Monoclonal antibody is produced by immunizing animals with a synthetic phosphopeptide corresponding to residues surrounding Tyr740 of human PDGF receptor β.

Background

Platelet derived growth factor (PDGF) family proteins exist as several disulphide-bonded, dimeric isoforms (PDGF AA, PDGF AB, PDGF BB, PDGF CC, and PDGF DD) that bind in a specific pattern to two closely related receptor tyrosine kinases, PDGF receptor α (PDGFRα) and PDGF receptor β (PDGFRβ). PDGFRα and PDGFRβ share 75% to 85% sequence homology between their two intracellular kinase domains, while the kinase insert and carboxy-terminal tail regions display a lower level (27% to 28%) of homology (1). PDGFRα homodimers bind all PDGF isoforms except those containing PDGF D. PDGFRβ homodimers bind PDGF BB and DD isoforms, as well as the PDGF AB heterodimer. The heteromeric PDGF receptor α/β binds PDGF B, C, and D homodimers, as well as the PDGF AB heterodimer (2). PDGFRα and PDGFRβ can each form heterodimers with EGFR, which is also activated by PDGF (3). Various cells differ in the total number of receptors present and in the receptor subunit composition, which may account for responsive differences among cell types to PDGF binding (4). Ligand binding induces receptor dimerization and autophosphorylation, followed by binding and activation of cytoplasmic SH2 domain-containing signal transduction molecules, such as GRB2, Src, GAP, PI3 kinase, PLCγ, and NCK. A number of different signaling pathways are initiated by activated PDGF receptors and lead to control of cell growth, actin reorganization, migration, and differentiation (5). Tyr751 in the kinase-insert region of PDGFRβ is the docking site for PI3 kinase (6). Phosphorylated pentapeptides derived from Tyr751 of PDGFRβ (pTyr751-Val-Pro-Met-Leu) inhibit the association of the carboxy-terminal SH2 domain of the p85 subunit of PI3 kinase with PDGFRβ (7). Tyr740 is also required for PDGFRβ-mediated PI3 kinase activation (8).

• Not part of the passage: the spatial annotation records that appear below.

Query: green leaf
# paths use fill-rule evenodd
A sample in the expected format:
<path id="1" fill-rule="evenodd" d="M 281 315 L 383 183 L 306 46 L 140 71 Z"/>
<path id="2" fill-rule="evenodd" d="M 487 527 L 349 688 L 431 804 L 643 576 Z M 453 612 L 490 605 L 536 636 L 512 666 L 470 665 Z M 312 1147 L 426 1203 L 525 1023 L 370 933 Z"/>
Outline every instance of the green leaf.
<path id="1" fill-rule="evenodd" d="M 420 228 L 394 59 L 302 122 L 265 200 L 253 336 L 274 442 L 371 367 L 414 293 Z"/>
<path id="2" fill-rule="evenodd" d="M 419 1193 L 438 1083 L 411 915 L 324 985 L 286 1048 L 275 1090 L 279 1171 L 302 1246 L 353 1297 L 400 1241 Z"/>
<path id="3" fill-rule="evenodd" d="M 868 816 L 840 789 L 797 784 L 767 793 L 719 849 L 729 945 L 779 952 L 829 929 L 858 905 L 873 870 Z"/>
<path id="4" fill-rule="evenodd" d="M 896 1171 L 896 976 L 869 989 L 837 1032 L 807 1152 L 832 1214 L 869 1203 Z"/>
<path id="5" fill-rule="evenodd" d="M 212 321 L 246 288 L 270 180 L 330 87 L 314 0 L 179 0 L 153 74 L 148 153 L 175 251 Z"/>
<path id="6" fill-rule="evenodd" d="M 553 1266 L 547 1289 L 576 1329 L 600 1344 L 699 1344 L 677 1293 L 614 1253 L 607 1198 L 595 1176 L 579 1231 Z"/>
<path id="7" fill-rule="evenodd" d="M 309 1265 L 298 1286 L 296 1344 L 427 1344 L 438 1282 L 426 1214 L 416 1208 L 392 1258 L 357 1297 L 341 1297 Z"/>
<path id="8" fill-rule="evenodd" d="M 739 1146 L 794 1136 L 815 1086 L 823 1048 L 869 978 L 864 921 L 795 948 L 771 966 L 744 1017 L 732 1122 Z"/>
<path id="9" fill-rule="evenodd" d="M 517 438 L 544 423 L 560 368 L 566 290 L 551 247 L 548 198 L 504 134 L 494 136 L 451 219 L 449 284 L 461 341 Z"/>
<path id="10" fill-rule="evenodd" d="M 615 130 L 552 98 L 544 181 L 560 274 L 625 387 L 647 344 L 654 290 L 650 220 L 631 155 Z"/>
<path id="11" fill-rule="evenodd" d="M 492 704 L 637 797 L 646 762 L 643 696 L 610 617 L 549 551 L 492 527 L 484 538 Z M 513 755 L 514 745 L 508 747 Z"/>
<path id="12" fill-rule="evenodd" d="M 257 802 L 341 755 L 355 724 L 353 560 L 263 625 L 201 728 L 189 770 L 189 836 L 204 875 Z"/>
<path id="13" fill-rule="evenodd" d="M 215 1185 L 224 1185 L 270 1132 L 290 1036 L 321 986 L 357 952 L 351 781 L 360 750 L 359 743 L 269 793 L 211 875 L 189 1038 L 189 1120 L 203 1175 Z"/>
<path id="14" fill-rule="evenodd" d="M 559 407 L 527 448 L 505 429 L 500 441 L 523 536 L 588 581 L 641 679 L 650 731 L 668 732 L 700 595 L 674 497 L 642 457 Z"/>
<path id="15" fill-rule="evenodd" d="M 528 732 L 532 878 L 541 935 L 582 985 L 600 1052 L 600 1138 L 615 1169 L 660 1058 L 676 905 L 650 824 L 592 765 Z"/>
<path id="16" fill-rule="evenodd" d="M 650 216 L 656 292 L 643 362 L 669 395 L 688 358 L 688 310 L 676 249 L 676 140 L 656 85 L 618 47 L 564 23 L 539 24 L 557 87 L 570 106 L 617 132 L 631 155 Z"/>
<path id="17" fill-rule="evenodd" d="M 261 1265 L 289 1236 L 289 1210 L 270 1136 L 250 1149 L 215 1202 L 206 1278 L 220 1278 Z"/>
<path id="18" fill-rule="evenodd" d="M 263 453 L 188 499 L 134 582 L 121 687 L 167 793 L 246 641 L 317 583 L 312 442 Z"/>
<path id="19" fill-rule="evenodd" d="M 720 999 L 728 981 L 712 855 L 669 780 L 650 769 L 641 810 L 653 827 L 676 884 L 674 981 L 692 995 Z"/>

1. Deuel, T.F. et al. (1988) Biofactors 1, 213-217.
2. Bergsten, E. et al. (2001) Nat. Cell Biol. 3, 512-516.
3. Betsholtz, C. et al. (2001) Bioessays 23, 494-507.

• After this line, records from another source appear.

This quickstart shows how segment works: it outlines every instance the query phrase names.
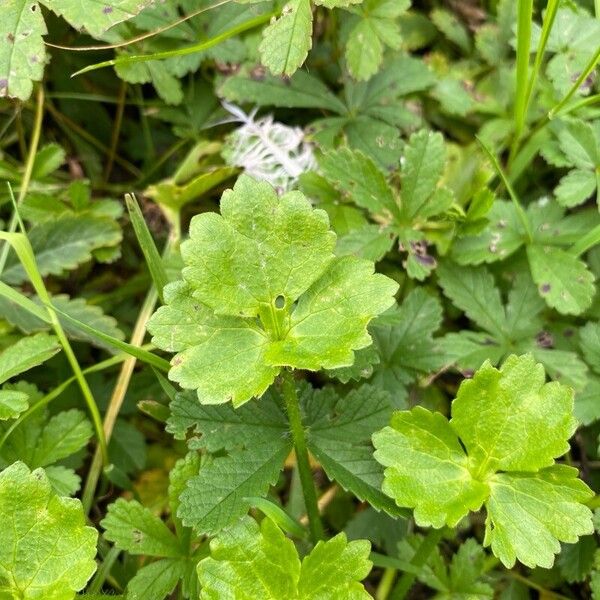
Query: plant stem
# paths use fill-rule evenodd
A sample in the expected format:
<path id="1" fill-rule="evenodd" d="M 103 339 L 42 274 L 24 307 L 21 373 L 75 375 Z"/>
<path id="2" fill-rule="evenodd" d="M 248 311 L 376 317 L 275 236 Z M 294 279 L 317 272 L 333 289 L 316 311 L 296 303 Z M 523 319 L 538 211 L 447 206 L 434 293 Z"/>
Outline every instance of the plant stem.
<path id="1" fill-rule="evenodd" d="M 600 183 L 600 178 L 598 183 Z M 569 253 L 573 256 L 581 256 L 590 248 L 600 244 L 600 225 L 582 235 L 570 248 Z"/>
<path id="2" fill-rule="evenodd" d="M 588 61 L 577 80 L 571 86 L 571 89 L 565 94 L 564 98 L 548 112 L 548 118 L 553 119 L 563 107 L 569 102 L 569 100 L 575 95 L 577 90 L 581 87 L 581 84 L 589 77 L 590 73 L 596 68 L 596 65 L 600 61 L 600 47 L 596 50 L 594 55 Z"/>
<path id="3" fill-rule="evenodd" d="M 118 354 L 116 356 L 112 356 L 111 358 L 108 358 L 102 362 L 92 365 L 91 367 L 88 367 L 87 369 L 84 369 L 83 374 L 87 375 L 89 373 L 97 373 L 99 371 L 103 371 L 104 369 L 108 369 L 114 365 L 118 365 L 120 362 L 126 360 L 127 357 L 127 354 Z M 10 437 L 12 432 L 15 429 L 17 429 L 17 427 L 19 427 L 19 425 L 21 425 L 23 421 L 25 421 L 27 418 L 29 418 L 32 414 L 34 414 L 41 408 L 44 408 L 44 406 L 50 404 L 50 402 L 52 402 L 52 400 L 54 400 L 55 398 L 58 398 L 72 383 L 75 383 L 75 381 L 77 381 L 75 375 L 69 377 L 69 379 L 66 379 L 60 385 L 56 386 L 43 398 L 40 398 L 35 404 L 32 404 L 24 413 L 19 415 L 18 419 L 14 419 L 0 438 L 0 450 L 2 449 L 2 446 L 4 446 L 6 440 Z"/>
<path id="4" fill-rule="evenodd" d="M 515 81 L 515 133 L 513 151 L 523 133 L 527 112 L 527 92 L 529 75 L 529 51 L 531 46 L 531 22 L 533 20 L 533 0 L 518 0 L 517 18 L 517 70 Z"/>
<path id="5" fill-rule="evenodd" d="M 115 115 L 115 122 L 113 124 L 112 139 L 110 141 L 110 152 L 106 161 L 106 168 L 104 169 L 104 181 L 108 182 L 110 174 L 115 162 L 115 156 L 117 154 L 117 146 L 119 145 L 119 136 L 121 135 L 121 126 L 123 124 L 123 113 L 125 112 L 125 97 L 127 94 L 127 82 L 121 81 L 119 88 L 119 100 L 117 104 L 117 112 Z"/>
<path id="6" fill-rule="evenodd" d="M 306 436 L 304 426 L 302 425 L 302 416 L 300 415 L 300 405 L 298 403 L 298 393 L 296 392 L 296 383 L 290 370 L 284 369 L 282 372 L 283 399 L 287 410 L 288 420 L 294 440 L 294 449 L 296 451 L 296 463 L 298 465 L 298 474 L 302 483 L 302 493 L 304 503 L 306 504 L 306 514 L 308 515 L 308 526 L 313 543 L 317 543 L 325 537 L 323 524 L 319 515 L 319 505 L 317 504 L 317 491 L 315 482 L 308 460 L 308 449 L 306 447 Z"/>
<path id="7" fill-rule="evenodd" d="M 134 346 L 142 345 L 144 336 L 146 334 L 146 323 L 154 311 L 157 297 L 156 289 L 152 287 L 146 295 L 144 304 L 142 305 L 142 308 L 138 314 L 138 318 L 131 335 L 130 344 Z M 121 406 L 123 405 L 123 400 L 125 399 L 125 394 L 127 392 L 127 388 L 129 387 L 131 376 L 133 375 L 135 363 L 135 356 L 130 356 L 123 362 L 119 376 L 117 377 L 117 381 L 115 383 L 115 387 L 113 388 L 113 392 L 108 403 L 108 408 L 106 409 L 106 414 L 104 415 L 103 430 L 107 443 L 110 441 L 115 423 L 117 421 L 117 416 L 121 410 Z M 102 462 L 102 456 L 96 450 L 94 458 L 92 459 L 92 464 L 90 465 L 90 469 L 88 471 L 81 500 L 86 515 L 89 514 L 89 511 L 92 508 L 94 494 L 96 493 L 96 486 L 98 485 L 98 479 L 100 478 L 100 472 L 102 470 Z"/>
<path id="8" fill-rule="evenodd" d="M 486 144 L 483 142 L 483 140 L 477 136 L 475 136 L 475 138 L 479 142 L 479 145 L 481 146 L 481 148 L 483 149 L 483 151 L 485 152 L 487 157 L 490 159 L 490 162 L 494 166 L 496 173 L 502 180 L 502 183 L 504 184 L 504 187 L 506 188 L 506 191 L 508 192 L 508 195 L 510 196 L 510 199 L 512 200 L 515 210 L 517 211 L 517 216 L 519 217 L 519 220 L 521 221 L 521 225 L 523 226 L 523 230 L 525 232 L 525 235 L 527 236 L 527 240 L 529 243 L 531 243 L 533 241 L 533 234 L 531 233 L 531 226 L 529 224 L 529 219 L 527 218 L 527 214 L 525 213 L 525 210 L 521 206 L 521 203 L 519 202 L 519 198 L 517 197 L 517 194 L 513 190 L 513 187 L 510 184 L 508 177 L 505 175 L 504 171 L 502 170 L 502 167 L 500 166 L 498 159 L 495 157 L 495 155 L 492 153 L 492 151 L 486 146 Z"/>
<path id="9" fill-rule="evenodd" d="M 23 172 L 23 179 L 21 180 L 21 185 L 19 186 L 19 196 L 17 198 L 17 205 L 20 205 L 21 202 L 25 199 L 27 195 L 27 190 L 29 189 L 29 184 L 31 183 L 31 175 L 33 173 L 33 165 L 35 163 L 35 156 L 37 154 L 37 149 L 40 144 L 40 136 L 42 133 L 42 121 L 44 120 L 44 88 L 39 85 L 37 88 L 37 96 L 36 96 L 36 105 L 35 105 L 35 120 L 33 122 L 33 132 L 31 134 L 31 141 L 29 142 L 29 151 L 27 153 L 27 163 L 25 164 L 25 171 Z M 13 213 L 13 216 L 10 220 L 10 225 L 8 227 L 9 233 L 14 233 L 17 230 L 18 225 L 18 215 L 16 211 Z M 4 270 L 4 265 L 6 264 L 6 259 L 8 258 L 8 250 L 10 248 L 10 244 L 8 242 L 4 242 L 2 246 L 2 251 L 0 252 L 0 273 Z"/>
<path id="10" fill-rule="evenodd" d="M 390 591 L 392 590 L 392 586 L 394 585 L 396 573 L 396 569 L 392 567 L 388 567 L 383 572 L 381 581 L 377 587 L 377 592 L 375 592 L 375 600 L 387 600 L 387 597 L 390 595 Z"/>
<path id="11" fill-rule="evenodd" d="M 415 555 L 412 557 L 410 564 L 417 567 L 419 570 L 425 565 L 427 559 L 431 553 L 435 550 L 439 541 L 444 535 L 444 529 L 430 529 L 420 546 L 417 548 Z M 404 571 L 398 585 L 394 588 L 390 600 L 403 600 L 408 594 L 408 591 L 412 587 L 415 579 L 417 578 L 416 573 Z"/>

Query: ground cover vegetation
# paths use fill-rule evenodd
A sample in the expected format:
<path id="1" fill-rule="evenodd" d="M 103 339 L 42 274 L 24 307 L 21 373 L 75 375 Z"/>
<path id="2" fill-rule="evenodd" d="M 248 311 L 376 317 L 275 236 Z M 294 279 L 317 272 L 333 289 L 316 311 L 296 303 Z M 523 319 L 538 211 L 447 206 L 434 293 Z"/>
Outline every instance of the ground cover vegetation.
<path id="1" fill-rule="evenodd" d="M 0 599 L 600 598 L 598 0 L 0 0 Z"/>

4. Coughlin, S.R. et al. (1988) Prog. Clin. Biol. Res. 266, 39-45.
5. Ostman, A. and Heldin, C.H. (2001) Adv. Cancer Res. 80, 1-38.
6. Panayotou, G. et al. (1992) EMBO J. 11, 4261-4272.
7. Ramalingam, K. et al. (1995) Bioorg. Med. Chem. 3, 1263-1272.
8. Kashishian, A. et al. (1992) EMBO J. 11, 1373-1382.